North Korea-linked threat actors associated with the Contagious Interview campaign have established front companies to distribute malware under the guise of fake job interviews. The three front companies being used in this scheme are BlockNovas LLC, Angeloper Agency, and SoftGlide LLC. These companies are purportedly in the cryptocurrency consulting industry and are being used to spread malware through job interview lures.
The malware being distributed includes three known families – BeaverTail, InvisibleFerret, and OtterCookie. The Contagious Interview campaign is just one of several job-themed social engineering tactics employed by North Korea to trick individuals into downloading malware. These attacks have been tracked under various names by the cybersecurity community.

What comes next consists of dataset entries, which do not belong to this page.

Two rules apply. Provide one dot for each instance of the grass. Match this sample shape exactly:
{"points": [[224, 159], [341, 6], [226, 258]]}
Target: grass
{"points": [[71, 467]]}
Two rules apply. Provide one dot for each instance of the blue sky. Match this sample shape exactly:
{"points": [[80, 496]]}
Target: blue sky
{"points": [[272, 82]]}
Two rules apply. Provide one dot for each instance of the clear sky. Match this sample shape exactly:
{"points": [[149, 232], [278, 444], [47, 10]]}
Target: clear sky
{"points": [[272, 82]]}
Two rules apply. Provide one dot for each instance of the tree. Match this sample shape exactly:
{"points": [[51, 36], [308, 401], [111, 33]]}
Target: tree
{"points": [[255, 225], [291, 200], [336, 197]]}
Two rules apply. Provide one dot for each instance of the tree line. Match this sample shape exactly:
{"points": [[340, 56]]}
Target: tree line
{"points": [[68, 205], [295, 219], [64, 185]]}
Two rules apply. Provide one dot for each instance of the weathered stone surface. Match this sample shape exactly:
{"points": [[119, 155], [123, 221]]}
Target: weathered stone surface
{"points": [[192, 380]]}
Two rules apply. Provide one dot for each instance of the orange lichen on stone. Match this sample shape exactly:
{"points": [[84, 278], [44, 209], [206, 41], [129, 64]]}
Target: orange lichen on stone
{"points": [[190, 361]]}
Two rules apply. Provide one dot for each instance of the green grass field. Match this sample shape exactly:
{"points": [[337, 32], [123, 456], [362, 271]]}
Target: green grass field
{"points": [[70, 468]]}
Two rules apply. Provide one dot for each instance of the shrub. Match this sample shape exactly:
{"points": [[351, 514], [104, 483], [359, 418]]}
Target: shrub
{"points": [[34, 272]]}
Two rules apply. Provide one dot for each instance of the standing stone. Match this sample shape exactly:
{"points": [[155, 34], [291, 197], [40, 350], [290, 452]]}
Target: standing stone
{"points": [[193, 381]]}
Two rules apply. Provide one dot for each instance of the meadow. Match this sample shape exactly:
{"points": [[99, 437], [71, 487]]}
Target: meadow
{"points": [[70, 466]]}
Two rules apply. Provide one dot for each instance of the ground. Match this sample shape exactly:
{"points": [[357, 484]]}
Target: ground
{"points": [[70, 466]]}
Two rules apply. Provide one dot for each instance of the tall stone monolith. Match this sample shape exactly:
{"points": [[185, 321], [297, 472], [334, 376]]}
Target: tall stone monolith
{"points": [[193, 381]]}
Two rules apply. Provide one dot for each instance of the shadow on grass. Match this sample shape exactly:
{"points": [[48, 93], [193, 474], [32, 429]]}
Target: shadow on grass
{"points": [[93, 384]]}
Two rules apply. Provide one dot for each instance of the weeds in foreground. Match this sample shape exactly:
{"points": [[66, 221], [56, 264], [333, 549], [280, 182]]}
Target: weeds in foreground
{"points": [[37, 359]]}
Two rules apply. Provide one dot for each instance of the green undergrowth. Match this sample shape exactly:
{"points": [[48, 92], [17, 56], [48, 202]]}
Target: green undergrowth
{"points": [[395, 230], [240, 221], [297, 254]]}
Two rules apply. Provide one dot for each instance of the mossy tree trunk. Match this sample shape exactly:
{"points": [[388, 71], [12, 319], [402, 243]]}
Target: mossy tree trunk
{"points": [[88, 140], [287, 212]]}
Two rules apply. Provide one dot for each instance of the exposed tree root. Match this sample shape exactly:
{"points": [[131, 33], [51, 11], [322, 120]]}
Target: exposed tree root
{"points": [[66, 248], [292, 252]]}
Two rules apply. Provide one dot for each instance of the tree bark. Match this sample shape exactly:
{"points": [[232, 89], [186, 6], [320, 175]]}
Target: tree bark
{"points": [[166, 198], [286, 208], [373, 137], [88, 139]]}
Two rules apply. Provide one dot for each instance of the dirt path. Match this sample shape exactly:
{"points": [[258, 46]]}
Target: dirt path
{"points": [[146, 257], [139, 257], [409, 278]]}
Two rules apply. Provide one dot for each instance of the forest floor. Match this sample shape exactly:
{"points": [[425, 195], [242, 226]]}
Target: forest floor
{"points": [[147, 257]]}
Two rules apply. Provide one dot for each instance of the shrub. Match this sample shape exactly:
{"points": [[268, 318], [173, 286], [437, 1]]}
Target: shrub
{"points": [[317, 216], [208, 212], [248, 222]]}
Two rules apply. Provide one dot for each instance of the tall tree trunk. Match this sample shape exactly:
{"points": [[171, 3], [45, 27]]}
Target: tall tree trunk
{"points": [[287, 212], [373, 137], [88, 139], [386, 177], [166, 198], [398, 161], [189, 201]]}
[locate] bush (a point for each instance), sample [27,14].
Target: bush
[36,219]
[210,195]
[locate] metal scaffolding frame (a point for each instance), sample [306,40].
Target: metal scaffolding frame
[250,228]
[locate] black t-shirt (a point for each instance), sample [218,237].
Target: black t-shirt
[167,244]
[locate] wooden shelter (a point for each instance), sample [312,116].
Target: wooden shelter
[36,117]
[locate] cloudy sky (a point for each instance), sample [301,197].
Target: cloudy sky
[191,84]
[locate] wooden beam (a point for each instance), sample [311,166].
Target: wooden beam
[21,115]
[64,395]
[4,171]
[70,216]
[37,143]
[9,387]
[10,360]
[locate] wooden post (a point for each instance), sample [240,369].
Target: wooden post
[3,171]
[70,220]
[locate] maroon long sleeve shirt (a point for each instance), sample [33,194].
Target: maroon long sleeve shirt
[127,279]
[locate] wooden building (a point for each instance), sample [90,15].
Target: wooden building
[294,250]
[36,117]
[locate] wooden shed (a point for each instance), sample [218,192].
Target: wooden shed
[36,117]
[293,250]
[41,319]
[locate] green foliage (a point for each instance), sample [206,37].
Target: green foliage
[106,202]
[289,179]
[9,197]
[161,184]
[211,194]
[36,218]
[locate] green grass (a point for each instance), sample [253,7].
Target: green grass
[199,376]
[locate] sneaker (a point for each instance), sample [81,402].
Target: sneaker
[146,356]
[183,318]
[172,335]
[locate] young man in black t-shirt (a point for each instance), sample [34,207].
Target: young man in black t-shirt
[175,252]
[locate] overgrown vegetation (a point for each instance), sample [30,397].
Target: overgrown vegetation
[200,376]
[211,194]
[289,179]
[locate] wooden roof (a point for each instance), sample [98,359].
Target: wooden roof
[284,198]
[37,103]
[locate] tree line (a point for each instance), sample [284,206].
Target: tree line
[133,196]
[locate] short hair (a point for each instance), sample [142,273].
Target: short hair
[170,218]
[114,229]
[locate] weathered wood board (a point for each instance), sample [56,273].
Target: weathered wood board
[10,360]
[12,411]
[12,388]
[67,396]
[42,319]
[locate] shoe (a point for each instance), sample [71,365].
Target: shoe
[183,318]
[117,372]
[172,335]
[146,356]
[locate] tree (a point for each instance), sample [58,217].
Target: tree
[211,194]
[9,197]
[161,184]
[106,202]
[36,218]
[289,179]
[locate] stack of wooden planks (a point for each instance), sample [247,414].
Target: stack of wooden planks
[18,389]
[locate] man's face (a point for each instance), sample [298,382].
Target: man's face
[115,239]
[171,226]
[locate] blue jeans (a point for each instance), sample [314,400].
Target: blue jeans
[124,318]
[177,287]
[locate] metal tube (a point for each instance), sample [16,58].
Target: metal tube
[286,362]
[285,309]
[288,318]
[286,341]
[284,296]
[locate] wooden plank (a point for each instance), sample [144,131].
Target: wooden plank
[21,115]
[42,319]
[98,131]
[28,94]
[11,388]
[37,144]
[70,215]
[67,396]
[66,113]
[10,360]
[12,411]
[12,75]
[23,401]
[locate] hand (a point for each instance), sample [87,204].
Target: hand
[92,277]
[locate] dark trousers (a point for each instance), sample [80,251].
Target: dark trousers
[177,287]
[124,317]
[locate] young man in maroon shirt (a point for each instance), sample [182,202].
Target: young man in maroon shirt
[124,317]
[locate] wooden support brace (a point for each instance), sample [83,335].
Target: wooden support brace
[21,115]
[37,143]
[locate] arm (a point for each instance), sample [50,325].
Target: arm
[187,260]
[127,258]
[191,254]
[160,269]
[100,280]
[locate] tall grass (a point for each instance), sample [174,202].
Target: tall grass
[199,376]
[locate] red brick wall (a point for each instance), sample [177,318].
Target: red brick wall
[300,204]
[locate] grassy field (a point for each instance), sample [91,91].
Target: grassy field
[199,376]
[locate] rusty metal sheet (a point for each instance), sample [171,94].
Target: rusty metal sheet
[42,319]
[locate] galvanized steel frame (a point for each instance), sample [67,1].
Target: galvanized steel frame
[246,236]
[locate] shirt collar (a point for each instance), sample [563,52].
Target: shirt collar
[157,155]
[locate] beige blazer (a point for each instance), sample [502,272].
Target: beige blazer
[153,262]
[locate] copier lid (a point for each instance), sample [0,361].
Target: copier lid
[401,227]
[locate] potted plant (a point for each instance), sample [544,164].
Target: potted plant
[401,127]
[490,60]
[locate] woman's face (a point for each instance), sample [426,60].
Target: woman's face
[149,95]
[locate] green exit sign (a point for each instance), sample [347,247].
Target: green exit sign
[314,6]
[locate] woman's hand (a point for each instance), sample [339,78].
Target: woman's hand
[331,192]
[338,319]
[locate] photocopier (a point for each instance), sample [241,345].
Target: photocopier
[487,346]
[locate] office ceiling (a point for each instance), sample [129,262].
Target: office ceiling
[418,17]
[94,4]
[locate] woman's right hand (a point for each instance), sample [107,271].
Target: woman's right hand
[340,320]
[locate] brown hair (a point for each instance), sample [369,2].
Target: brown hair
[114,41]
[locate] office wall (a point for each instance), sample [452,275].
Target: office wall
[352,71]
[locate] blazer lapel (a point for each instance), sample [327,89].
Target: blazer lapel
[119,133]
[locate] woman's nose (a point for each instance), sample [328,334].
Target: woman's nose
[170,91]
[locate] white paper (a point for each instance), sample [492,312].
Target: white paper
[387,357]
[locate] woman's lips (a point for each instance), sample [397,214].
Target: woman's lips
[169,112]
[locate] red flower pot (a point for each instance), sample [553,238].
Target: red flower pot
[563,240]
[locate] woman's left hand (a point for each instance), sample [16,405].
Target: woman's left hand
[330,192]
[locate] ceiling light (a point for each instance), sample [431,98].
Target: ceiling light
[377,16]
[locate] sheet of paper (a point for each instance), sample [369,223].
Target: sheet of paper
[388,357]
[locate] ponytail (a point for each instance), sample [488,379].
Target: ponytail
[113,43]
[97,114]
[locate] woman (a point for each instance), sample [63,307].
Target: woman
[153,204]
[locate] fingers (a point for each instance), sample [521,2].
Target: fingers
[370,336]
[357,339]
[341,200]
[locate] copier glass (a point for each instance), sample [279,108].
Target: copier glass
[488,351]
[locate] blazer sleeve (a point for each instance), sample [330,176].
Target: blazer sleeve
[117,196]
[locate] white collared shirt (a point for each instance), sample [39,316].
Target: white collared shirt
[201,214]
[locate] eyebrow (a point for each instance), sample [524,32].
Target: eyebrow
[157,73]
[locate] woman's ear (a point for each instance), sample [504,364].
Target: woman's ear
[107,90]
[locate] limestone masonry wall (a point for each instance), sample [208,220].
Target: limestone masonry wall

The use of front companies for malware distribution, combined with the creation of fake accounts on popular platforms, marks a new escalation in the tactics used by these threat actors. The malware deployed through these fake job interviews includes a JavaScript stealer/loader (BeaverTail) and a Python backdoor (InvisibleFerret) that can establish persistence on multiple operating systems.
Additionally, BlockNovas has been utilizing video assessments to distribute other malware variants such as FROSTYFERRET and GolangGhost. The malicious infrastructure also includes a “Status Dashboard” to monitor domains associated with the attacks.
Furthermore, the threat actors are hosting a tool called Kryptoneer that connects to cryptocurrency wallets, potentially indicating a focus on targeting the Sui blockchain. The BlockNovas domain has been seized by the FBI for distributing malware through fake job postings.
These threat actors are utilizing AI-powered tools to create fake profiles and are hiding their activities behind VPNs and proxies. The Contagious Interview campaign is just one aspect of their larger operation, which also includes the Wagemole tactic to infiltrate major companies and steal sensitive data for financial gain.
Telemetry data suggests that these threat actors are operating from various countries, including China, Russia, and Pakistan. The use of Russian IP ranges indicates potential cooperation between North Korea and Russian entities in carrying out these cyber attacks.